Cioran, who had already been well acquainted with German high culture during his studies in Romania, really took to Hitlerian Germany when he moved in 1933 there on a scholarship from the Humboldt Foundation. He writes:
In Germany, I realized that I was mistaken in believing that one can perfectly integrate a foreign culture. I hoped to identify myself perfectly with the values of German history, to cut my Romanian cultural roots to assimilate completely into German culture. I will not comment here on the absurdity of this illusion. (100)

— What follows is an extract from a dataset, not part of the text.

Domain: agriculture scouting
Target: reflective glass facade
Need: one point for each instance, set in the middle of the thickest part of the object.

The influence of Cioran’s German sources clearly shines through, including Nietzsche, Spengler, and Hitler himself.[1] Cioran’s infatuation proved lasting. He wrote in 1937: “I think there are few people – even in Germany – who admire Hitler more than I do” (240).
On one level, Cioran’s politics are eminently realistic, frankly acknowledging the tragic side of human existence. He admires Italian Fascism and especially German National Socialism because these political movements had restored strong beliefs and had heightened the historical level and international power of these nations. If liberties must be trampled upon and certain individuals marginalized for a community to flourish, so be it. On foreign policy, he favors national self-sufficiency and Realpolitik as against dependence upon unstable or sentimental alliances.
Cioran is extremely skeptical of pacifist and universalist movements, convinced that great nations each have their own historical direction. Human history, in his view, would not necessarily converge and ought to remain pluralistic. If Europe was to converge to one culture, this would tragically require the triumph and imposition of one culture on the others. In particular, he believed Franco-German peace would be impossible without the collapse of one nation or the other (little did he suspect both would be crushed). Diversity and a degree of tension between nations and civilizations were good, providing “the essential antinomies which are the basis of life” (98).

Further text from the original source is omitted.